Profile of a Moderate Investor – Investment Personalities

There is no official or agreed-upon definition of a moderate investor (or any kind of investor). Investing is personal, and your ability to take risks depends on several factors. Even professional investment managers have differing views on exactly how much risk a moderate investor should take. However, moderate investors are generally described as “middle of the road” risk-takers. They are aware that the markets go up and down, and they’re okay with that — up to a point — if it means there’s potential for growth.

But a moderate investor is interested in growing money without losing too much. The goal is to balance out opportunities and risks, and the approach is sometimes described as a balanced approach. To grow investments, you’ll need to tolerate the ups-and-downs of stock markets. You can reduce that volatility and attempt to avoid major losses by using an investment mix that includes more stable investments.

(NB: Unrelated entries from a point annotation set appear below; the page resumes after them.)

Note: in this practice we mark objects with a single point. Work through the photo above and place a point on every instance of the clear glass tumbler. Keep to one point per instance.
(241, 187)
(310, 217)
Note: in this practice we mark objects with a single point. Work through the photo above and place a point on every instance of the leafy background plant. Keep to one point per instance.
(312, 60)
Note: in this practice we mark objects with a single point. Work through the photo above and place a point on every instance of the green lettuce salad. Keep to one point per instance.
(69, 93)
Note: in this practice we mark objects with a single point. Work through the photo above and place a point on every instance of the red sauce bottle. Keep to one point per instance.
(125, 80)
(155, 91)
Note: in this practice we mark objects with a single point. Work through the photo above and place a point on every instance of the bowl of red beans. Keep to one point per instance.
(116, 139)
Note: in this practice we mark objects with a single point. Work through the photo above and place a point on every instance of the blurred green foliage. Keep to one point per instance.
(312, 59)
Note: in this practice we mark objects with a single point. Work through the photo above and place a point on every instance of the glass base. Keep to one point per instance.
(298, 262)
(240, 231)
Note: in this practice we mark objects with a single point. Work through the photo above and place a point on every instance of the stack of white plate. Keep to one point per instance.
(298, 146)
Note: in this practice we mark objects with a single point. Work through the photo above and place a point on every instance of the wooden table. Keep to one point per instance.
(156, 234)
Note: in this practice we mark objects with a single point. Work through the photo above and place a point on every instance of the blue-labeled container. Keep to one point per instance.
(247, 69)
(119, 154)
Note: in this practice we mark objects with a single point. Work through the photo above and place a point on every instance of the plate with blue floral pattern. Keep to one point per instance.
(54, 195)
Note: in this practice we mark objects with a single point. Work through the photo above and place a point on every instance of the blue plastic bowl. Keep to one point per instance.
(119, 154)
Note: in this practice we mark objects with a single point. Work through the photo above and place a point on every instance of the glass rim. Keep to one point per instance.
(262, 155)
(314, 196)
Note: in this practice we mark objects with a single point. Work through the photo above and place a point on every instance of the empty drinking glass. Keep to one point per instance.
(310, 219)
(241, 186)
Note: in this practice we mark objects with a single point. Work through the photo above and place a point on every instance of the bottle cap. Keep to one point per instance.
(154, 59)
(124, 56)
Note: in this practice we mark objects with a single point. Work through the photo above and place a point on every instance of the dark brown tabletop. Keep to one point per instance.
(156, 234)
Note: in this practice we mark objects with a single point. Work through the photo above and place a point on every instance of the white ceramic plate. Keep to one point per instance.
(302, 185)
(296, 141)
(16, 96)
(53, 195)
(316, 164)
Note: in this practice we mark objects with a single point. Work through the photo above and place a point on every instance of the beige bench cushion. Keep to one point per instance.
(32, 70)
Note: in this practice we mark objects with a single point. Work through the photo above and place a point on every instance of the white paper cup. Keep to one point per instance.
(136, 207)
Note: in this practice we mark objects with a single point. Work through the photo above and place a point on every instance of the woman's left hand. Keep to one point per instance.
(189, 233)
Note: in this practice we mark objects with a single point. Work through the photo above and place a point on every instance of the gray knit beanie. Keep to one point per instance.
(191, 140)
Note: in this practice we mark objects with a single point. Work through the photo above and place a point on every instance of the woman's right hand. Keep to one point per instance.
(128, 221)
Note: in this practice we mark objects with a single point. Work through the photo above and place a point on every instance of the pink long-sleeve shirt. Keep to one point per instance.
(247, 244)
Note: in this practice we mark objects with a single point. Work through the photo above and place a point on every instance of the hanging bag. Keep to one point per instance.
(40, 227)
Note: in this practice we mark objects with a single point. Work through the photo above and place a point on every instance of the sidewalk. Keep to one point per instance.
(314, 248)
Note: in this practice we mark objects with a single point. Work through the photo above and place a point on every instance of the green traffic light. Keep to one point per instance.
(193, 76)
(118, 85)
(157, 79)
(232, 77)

If a moderate investor were to describe herself, here’s what you might hear:

I am a moderate investor. I want to invest in the stock markets, because I believe that I will be rewarded for taking some risk in the markets, but I don’t want to get too crazy. As a result, I’d like to take the “middle of the road”: not too aggressive, not too conservative. I know that my account value will go down occasionally, but I belive that over long periods (10 years, for example) the risk will pay off.

Investors often say “I want high returns with a low level of risk.” Unfortunately, that’s impossible. Diversification can certainly improve your chances, but you ultimately need to decide if you want one or the other (or if you’re happy with a moderate level of risk).

Moderate Investment Mix

BalanceModerate investors, also known as balanced investors, typically use a mixture of stocks and bonds. They might be roughly 50/50 or 60/40. That is: 60% of their assets might be in stocks (large companies, small companies, overseas stocks, etc) while 40% of assets are in bonds (including government and agency bonds, corporate bonds, high-yield bonds, foreign issues, etc).

A moderate portfolio model typically looks like:

  • 20% Large-cap
  • 8% Mid-cap
  • 8% Small-cap
  • 20% Overseas developed nations
  • 4% Emerging markets
  • 40% Diversified fixed-income

This approach gives them a decent amount of exposure to the stock market without the risks of a 100% stock portfolio. The bond portion helps to smooth out the ups and downs of the stock market, and can provide some income and “total return” (all of which might be reinvested for future growth).

You can also have somebody else diversify your money for you. Target-date funds and target risk funds invest in numerous investments (while you only select one investment). They may even be called “moderate” funds — but it’s worth examining the underlying investment mix to make sure it meets your needs.

Risks of Being a Moderate Investor

A moderate portfolio is designed to balance out risks, but still accept some risks. Because roughly half of the portfolio is in the stock market, investors can still lose substantial amounts of money when the market goes down. Moderate investors can also have either too much or too little in stocks. For an investor who is willing and able to take more risk, perhaps they should have more than half of their portfolio in the stock markets (with the hope of getting more growth and outpacing inflation). A different investor, who is less able to tolerate risk, is probably pushing it by having half of their money in stocks. Just because something is 50/50 doesn’t mean it’s a good mix. Why not 70/30 or 30/70?

Finally, balanced investors need to remember that bonds are not risk-free investments. In 2008, for example, balanced funds suffered badly, as both the stock and bond portion of these portfolios lost value. In addition, even “safe” bonds can lose money when interest rates rise.

Other Types of Investors

Moderately aggressive (or just aggressive) investors are higher-risk investors than moderate investors. Those investors own even more stock, and they’re willing to put up with even more market volatility. Of course, the only reason to to so is the hope of better returns over the long term.

Moderately conservative investors are lower-risk investors. They prefer to reduce volatility even more, so they have higher allocations to bonds, cash, and other investments that don’t behave exactly like stocks.